Perform lumping on a hierarchical nominal variable
lump_hierarchical.RdPerform lumping on a hierarchical nominal variable
Usage
lump_hierarchical(
data,
threshold,
clusters,
verbose = FALSE,
alternative_metric = c("mutual information", "bin count", "surplus"),
level_namer = default_level_namer
)Arguments
- data
Factor or character vector of the categorical data.
- threshold
The minimum number of samples each lumped level should contain.
- clusters
List of character vectors representing the levels that are allowed to be lumped together.
- verbose
Logical value dictating if values should be printed. Default:
FALSE.- alternative_metric
The metric that should be optimised for, if it is different from the default, the mutual information. For an explanation of the metrics see
vignette("metrics").- level_namer
Function that takes a character vector of the original levels in a lump and returns the name of the new lumped level. Default: concatenating the original levels with a "+" in between.
See also
maximum_mutual_information_hierarchical() for the underlying algorithm that this function wraps.
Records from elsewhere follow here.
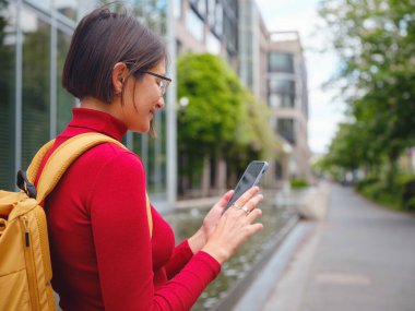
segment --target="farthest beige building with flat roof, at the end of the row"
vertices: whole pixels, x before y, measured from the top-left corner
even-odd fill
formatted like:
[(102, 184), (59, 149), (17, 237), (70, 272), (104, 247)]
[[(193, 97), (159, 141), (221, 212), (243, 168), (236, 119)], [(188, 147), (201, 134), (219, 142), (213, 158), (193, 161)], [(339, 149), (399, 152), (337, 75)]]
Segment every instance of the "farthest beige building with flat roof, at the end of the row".
[(307, 70), (297, 32), (270, 33), (266, 76), (275, 134), (292, 149), (282, 176), (310, 180)]

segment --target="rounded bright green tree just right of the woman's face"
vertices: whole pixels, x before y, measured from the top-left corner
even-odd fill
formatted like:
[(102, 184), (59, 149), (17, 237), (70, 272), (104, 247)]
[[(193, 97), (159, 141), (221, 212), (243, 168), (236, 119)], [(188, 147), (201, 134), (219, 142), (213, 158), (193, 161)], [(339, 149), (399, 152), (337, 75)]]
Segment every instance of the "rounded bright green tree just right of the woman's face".
[(217, 156), (233, 145), (244, 116), (241, 86), (233, 71), (212, 55), (187, 55), (178, 60), (178, 98), (189, 105), (179, 113), (179, 142), (186, 148)]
lump_nominal() for a more general version of this function that does not need the hierarchical structure in the data, but may be slower.
Examples
country <- c("Germany", "Netherlands", "France", "France", "China", "China",
"China", "China", "Vietnam", "Vietnam", "Japan", "Japan")
lump_hierarchical(
country,
4,
list(c("Germany", "Netherlands", "France"), c("China", "Vietnam", "Japan"))
)
#> [1] Germany+Netherlands+France Germany+Netherlands+France
#> [3] Germany+Netherlands+France Germany+Netherlands+France
#> [5] China China
#> [7] China China
#> [9] Vietnam+Japan Vietnam+Japan
#> [11] Vietnam+Japan Vietnam+Japan
#> Levels: Germany+Netherlands+France Vietnam+Japan China